Perhaps now is not the moment to dismantle gender constructs once more—not while the world teeters under fascism, ethnic cleansing, systemic violence, and visible forms of oppression.

And yet, here I am: writing. Reflecting. Living in a place where gender is not just performed, but structurally divided. I write not with answers, but with a quiet, persistent discomfort—one that sits in the body, in the gym, in the café, in the boardroom—always watching, always separating.

Through this conventional construct, I often find myself physically placed in male-dominated environments. And in that, a loop forms—an absence that is loud. The absence of what is not a man. This absence feeds into a cycle of separation, of societal alienation, of invisibility.

I remember the other day at the gym, surrounded by men, when my trainer casually dropped one of the oldest sexist metaphors around: women as meals. His point, whether serious or half-joked, was that men tire of eating the same thing every day. Therefore, by that logic, one woman is never enough.

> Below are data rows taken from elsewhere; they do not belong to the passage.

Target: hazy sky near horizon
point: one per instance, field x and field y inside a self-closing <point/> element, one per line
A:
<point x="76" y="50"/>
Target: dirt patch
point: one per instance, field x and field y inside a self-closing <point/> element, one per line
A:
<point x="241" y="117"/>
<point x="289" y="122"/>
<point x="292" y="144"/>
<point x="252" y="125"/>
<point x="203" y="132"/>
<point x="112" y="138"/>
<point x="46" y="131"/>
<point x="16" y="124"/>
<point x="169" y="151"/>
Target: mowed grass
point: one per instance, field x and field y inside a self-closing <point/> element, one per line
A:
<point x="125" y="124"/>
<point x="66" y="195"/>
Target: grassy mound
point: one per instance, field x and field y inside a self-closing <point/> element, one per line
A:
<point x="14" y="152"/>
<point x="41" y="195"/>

Later that night, I went to a nearby café and ran into a friend. He was venting about work—specifically, about a female manager. She was, according to him, “bossy” and “man-like” simply because she had been assertive, bold, and the loudest voice in a room full of men. Yes, she was the only woman in that meeting. But no, she did not fit their definition of what a woman should be, as he and his colleagues later agreed.

“Why would we treat her like a woman if she chooses to act like a man?” one of them said.

That’s when I remembered what an older man told me, just a week earlier, in a mall in Riyadh, an echo, of course, of the Adam and Eve creation story:

“Men are naturally selected by God to lead. Women were made to follow—to be part of the whole. The man is the image of God.”

As that night ended, I laughed—genuinely. Because the concept of gender, in this context, isn’t just a social norm. It’s a sacred architecture. It bleeds into every conversation, regardless of who’s speaking. Whether it’s a man justifying multiple relationships, an employee complaining about his female boss, or an elder claiming divine entitlement, the root logic remains: man as the default. Woman as deviation, and that all within a limited binary course, that does not even include other non-binary identities.

And so the question becomes less about how to deconstruct the system—and more about how, as individuals, we can stop seeing “the other” through a gendered, racial, or classist lens. How we can decenter ourselves from that logic of hierarchy. How we can resist the instinct to place the self, or the familiar, at the center of what is worthy, normal, or chosen by God.